Sen. Thom Tillis has stopped blocking consideration of President Donald Trump's nominee for a key job on immigration issues after the Trump administration agreed to let more seasonal workers into the country.
Tillis and other senators have pushed for more liberal use of the H-2B visa program, which allows foreign citizens to come to the United States to take temporary, usually blue-collar jobs in non-agricultural fields like landscaping, construction, tourism and seafood processing. Several employers in Western North Carolina use workers who come here through the program.
The allotment for the current federal fiscal year of 66,000 such visas was exhausted a few months ago. After action by Congress to let the administration admit more workers, the Department of Homeland Security on Monday said it would issue 15,000 more visas.
Tillis had put a hold on the nomination of Lee Francis Cissna to be director of U.S. Citizenship and Immigration Services as a way of pressuring Homeland Security to act on the issue.
In a statement Monday, he called the additional visas "relief to seasonal small businesses across the nation currently suffering from a lack of temporary workers."
"As President Trump has noted, the H-2B program is vital for businesses that desperately need temporary help to keep their doors open and keep their American workforce employed," he said.
A Tillis spokesman said Tillis was lifting the hold on Cissna's nomination, thus allowing the Senate to act on it.
The Trump administration has had trouble getting officials confirmed in key jobs, but that is primarily due to procedural moves by Democratic senators to delay votes on nominees and slowness on the part of the administration to submit names.
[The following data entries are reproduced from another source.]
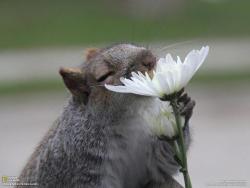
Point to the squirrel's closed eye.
(105, 76)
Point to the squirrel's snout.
(149, 62)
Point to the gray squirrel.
(100, 140)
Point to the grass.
(30, 23)
(49, 85)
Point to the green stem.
(181, 142)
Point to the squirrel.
(100, 140)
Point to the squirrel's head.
(106, 66)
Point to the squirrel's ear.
(75, 80)
(91, 52)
Tillis' hold was unusual because it was by a Republican senator.
Along with other senators, Tillis has also introduced legislation to streamline the H-2B program and keep workers who have previously come to the U.S. through the program from counting against the cap on the number of visas issued. That would increase the number of workers available through the H-2B program.
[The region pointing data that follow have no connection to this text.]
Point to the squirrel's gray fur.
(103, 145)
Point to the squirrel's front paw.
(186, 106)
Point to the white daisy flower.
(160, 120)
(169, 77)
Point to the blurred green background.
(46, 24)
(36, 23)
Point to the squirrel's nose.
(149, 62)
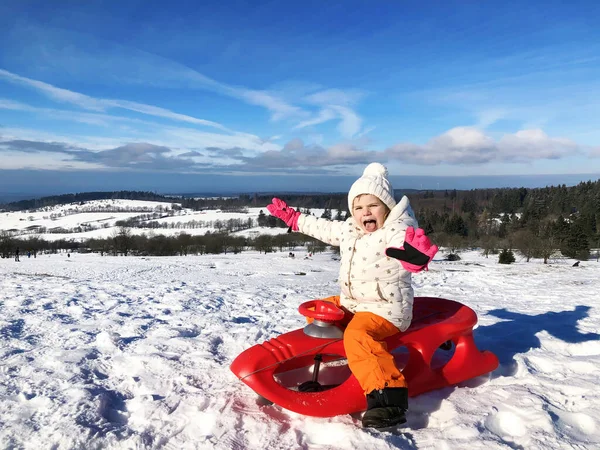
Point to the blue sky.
(237, 95)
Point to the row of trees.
(123, 242)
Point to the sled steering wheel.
(321, 310)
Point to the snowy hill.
(134, 353)
(99, 219)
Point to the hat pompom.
(375, 170)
There has been debate about these moves. Advocates of strict limits on immigration say the program reduces incentives for employers to hire American workers. Business interests say they often cannot find enough U.S. citizens for seasonal jobs and need foreign workers.
Tillis has said he is charting a bipartisan, middle path on immigration issues. For instance, his staff headlined a recent press release regarding Tillis comments on a border wall this way: "Tillis: We Need To Tune Out Far Left and Far Right on Border Security."